Mercer Wealth, which globally has $160 billion in AUM, plans to boost its AUM in the region to $2-$3bn in the next 2-3 years from the present $1bn, said Yasir AbuShaban, a Dubai-based principal with Mercer Wealth.
“Within the next two to three years, we are looking at reaching $2 to $3 billion as a conservative estimate and we do see an opportunity to do so,” said Mr AbuShaban.
Mercer does not directly make investments, but allocates clients’ money they have discretion to, to professional asset managers. They also provide advice to clients.
“We have buying power. We can negotiate on their (client’s) behalf with asset managers to provide them lower fees than they otherwise would have to get on their own,” he added.
Mercer Wealth’s clients include sovereign wealth funds, family offices, and insurance companies among others.
From its office in Dubai, Mercer also looks after Africa, India and Turkey, where they also see opportunity for growth.
Wealth creation in Middle East and Africa (MEA) grew 8.5 per cent to $8.1 trillion last year from $7.5tn in 2015, higher than last year’s global average of 6 per cent and the second-highest growth in a region after Asia-Pacific which grew 9.9 per cent, according to consultancy Boston Consulting Group (BCG). In the region, where wealth grew just 1.9 per cent in 2015 compared with 2014, a pickup in oil prices has helped in wealth generation.
BCG is forecasting MEA wealth will rise to $12tn by 2021, growing at an annual average of 8 per cent.
Drivers of wealth generation in the region will be split evenly between new wealth creation and growth of performance of existing assets, according to BCG.
Another general trend in the region is clients’ looking for a comprehensive approach to investing, according to Mr AbuShaban.

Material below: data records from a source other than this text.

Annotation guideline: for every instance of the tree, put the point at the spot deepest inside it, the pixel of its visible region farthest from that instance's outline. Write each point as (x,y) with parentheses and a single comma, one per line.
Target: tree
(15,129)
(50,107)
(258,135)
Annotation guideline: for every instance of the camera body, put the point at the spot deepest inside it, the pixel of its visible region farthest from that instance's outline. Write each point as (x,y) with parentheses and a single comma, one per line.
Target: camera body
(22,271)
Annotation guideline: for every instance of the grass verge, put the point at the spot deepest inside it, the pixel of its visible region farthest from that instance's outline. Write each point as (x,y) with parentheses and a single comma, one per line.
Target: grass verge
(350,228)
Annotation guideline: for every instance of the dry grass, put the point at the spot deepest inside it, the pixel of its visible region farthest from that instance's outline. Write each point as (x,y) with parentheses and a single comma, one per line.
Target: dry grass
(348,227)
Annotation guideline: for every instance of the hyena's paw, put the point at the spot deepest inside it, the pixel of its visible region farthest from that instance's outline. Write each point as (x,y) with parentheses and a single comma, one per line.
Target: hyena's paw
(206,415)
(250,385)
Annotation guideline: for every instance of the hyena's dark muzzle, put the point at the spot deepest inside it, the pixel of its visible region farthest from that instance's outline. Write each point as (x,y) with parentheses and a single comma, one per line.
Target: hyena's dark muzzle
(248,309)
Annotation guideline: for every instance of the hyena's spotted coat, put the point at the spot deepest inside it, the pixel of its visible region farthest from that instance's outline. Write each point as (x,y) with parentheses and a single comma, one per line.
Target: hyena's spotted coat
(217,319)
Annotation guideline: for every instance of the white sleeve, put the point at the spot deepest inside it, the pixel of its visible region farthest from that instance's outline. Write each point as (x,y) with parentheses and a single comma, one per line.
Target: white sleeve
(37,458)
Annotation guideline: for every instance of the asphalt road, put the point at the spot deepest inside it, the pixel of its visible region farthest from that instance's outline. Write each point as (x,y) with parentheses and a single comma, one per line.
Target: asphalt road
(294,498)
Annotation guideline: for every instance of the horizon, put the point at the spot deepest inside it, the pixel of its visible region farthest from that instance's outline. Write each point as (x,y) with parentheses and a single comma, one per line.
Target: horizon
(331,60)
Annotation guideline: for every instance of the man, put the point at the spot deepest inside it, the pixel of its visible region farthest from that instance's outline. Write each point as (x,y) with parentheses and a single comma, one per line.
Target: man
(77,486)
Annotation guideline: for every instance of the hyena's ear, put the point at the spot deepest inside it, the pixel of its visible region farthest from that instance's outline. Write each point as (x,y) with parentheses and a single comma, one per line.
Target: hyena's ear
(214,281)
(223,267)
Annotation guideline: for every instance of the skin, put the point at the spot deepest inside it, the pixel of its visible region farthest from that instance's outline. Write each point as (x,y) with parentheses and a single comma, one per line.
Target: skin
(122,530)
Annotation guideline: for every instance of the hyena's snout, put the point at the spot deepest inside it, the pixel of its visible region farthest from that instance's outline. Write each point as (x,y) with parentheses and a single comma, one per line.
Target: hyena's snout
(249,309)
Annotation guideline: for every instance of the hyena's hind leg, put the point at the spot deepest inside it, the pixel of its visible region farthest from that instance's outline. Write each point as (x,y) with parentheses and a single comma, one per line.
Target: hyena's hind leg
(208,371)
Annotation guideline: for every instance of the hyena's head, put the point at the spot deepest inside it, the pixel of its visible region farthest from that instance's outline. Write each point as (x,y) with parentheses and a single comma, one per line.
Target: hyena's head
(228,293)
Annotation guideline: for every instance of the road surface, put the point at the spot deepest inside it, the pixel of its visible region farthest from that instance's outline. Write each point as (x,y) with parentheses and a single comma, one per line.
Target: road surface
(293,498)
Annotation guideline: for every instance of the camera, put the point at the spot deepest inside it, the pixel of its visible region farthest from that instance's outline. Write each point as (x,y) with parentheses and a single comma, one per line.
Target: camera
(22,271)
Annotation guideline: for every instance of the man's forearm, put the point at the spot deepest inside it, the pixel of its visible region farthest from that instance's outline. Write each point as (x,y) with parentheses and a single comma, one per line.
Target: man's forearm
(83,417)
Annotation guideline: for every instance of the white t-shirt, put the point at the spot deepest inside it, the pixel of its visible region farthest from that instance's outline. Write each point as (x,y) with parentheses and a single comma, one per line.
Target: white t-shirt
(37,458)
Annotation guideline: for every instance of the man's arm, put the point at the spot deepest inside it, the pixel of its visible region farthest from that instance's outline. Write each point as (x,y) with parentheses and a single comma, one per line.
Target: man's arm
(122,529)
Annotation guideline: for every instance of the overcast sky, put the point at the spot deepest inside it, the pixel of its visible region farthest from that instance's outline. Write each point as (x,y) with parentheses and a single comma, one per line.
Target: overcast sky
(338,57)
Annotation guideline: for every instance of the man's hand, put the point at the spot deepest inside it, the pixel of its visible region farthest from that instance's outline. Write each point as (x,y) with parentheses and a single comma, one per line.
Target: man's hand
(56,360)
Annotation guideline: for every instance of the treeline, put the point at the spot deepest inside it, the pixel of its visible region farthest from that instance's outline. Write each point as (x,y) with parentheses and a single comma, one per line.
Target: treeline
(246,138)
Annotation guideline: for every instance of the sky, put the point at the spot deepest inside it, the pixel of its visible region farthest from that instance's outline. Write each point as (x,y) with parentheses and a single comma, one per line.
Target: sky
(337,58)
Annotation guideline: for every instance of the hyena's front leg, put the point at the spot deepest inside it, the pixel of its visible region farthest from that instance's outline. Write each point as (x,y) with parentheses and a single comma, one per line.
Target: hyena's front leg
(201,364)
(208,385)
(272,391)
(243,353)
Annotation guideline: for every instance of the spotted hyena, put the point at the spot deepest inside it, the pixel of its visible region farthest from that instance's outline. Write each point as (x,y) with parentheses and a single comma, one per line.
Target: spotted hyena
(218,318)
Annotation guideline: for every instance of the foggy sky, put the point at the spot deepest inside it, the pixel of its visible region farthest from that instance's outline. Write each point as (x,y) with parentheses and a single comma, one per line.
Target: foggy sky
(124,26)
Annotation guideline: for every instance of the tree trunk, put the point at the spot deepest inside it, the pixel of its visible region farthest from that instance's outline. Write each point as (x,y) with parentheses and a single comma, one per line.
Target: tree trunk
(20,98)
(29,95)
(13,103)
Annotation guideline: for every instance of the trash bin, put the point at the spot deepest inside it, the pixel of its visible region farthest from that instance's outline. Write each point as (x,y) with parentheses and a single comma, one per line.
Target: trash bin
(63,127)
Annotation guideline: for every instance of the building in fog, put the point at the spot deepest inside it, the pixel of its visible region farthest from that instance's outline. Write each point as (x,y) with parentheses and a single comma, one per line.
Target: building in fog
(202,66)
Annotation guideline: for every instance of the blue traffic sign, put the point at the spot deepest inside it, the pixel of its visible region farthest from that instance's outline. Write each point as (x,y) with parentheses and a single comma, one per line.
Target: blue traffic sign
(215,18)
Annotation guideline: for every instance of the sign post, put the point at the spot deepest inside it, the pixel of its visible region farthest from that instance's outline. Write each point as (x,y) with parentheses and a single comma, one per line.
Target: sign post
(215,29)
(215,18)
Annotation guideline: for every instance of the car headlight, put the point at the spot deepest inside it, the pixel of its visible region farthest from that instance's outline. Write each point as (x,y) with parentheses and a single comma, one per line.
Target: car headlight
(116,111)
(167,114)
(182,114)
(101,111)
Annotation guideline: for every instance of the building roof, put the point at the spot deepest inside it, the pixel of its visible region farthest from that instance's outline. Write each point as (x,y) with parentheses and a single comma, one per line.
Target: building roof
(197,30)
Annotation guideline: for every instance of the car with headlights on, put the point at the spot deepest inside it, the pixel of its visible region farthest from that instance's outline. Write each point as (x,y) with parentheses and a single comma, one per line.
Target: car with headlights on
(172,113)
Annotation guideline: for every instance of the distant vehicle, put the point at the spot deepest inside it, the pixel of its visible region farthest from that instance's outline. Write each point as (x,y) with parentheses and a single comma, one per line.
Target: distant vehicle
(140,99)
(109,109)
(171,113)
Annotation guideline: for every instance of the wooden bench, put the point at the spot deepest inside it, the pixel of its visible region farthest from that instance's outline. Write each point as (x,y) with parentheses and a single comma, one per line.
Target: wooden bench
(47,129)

“Institutional investors or some of the families are seeing a slowdown in the available capital they have to invest and in that sense they are looking at optimizing the way they manage their portfolios and making sure they are not investing haphazardly and different parts of their investment are working together,” said Mr AbuShaban.
Some clients also have a higher appetite for risk, given the low interest-rate environment that does not provide enough yield for some institutional investors. These clients are keen to invest in illiquid assets, such as private equity and infrastructure.
“What we have seen is a desire for higher returns in what has been a low-return environment specifically in various fixed income or bonds,” he said.
“In this environment, we have seen a de facto increase in the risk that clients are taking in things like illiquid investments, private equity investments, infrastructure and private debt, those kind of investments were higher illiquidity results in incrementally higher returns.”
The Abu Dhabi Investment Authority, one of the largest sovereign wealth funds, said in its 2016 report that has gradually increased its exposure in direct private equity and private credit transactions, mainly in Asian markets and especially in China and India. The authority’s private equity department focused on structured equities owing to “their defensive characteristics.”